Every few months, I get into a funk about my situation with girls, (everyone gets into a funk about being single sometimes) Say something hurtful to me 3 days or so before Man Market, and... well, I don't wanna go. Maybe it's the Pessimistic side of me or maybe it's just the basic fact of I know pretty well what will happen if I go in to the Man Market tomorrow. Or maybe it's what the person said that is getting to me. would I like to prove this person wrong and win the affection of all the ladies? Hell yes.

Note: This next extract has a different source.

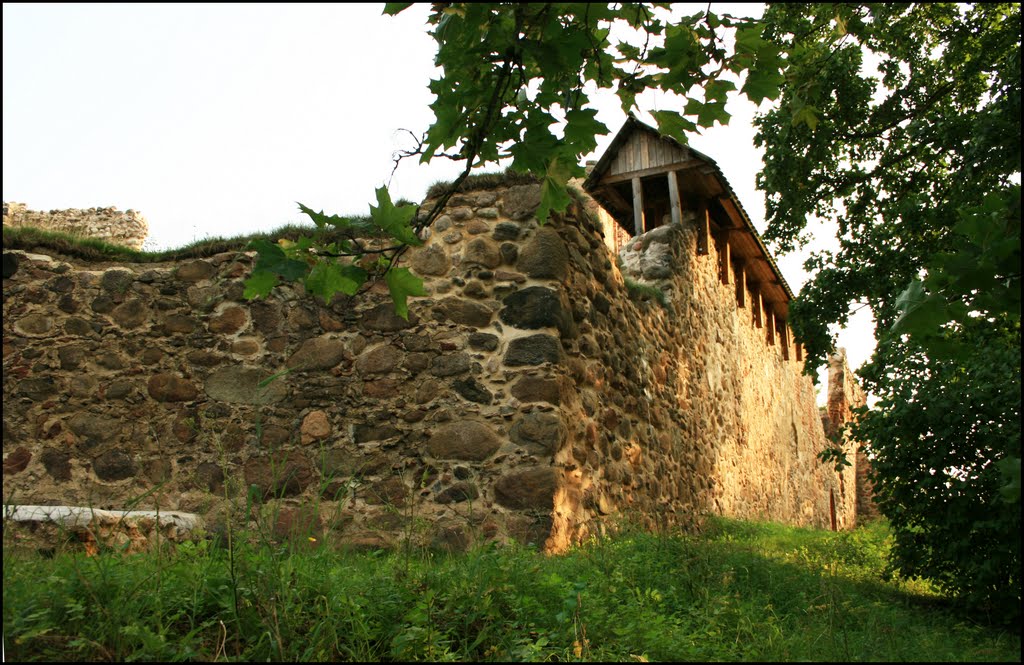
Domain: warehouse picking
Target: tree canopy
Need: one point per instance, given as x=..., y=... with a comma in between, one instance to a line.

I do disagree though that this will happen. I know how girls are, girls at these events are, and how I will be treated at this event. I believe and know that Jimmy stands an excellent chance there, but I on the other hand do not. If there was a single example in my life at all that would prove that anything otherwise would occur then I would go. But I want someone to bid on me who wants to bid on me, not because they're my friends and they would bid on me.
::sighs::
Anyway, I just wanted to stated my case before Jimmy posts here that I "shafted" him. But he knew 3 days before hand, so I gave him notice. Good luck at Man Market Jimmy, and have fun.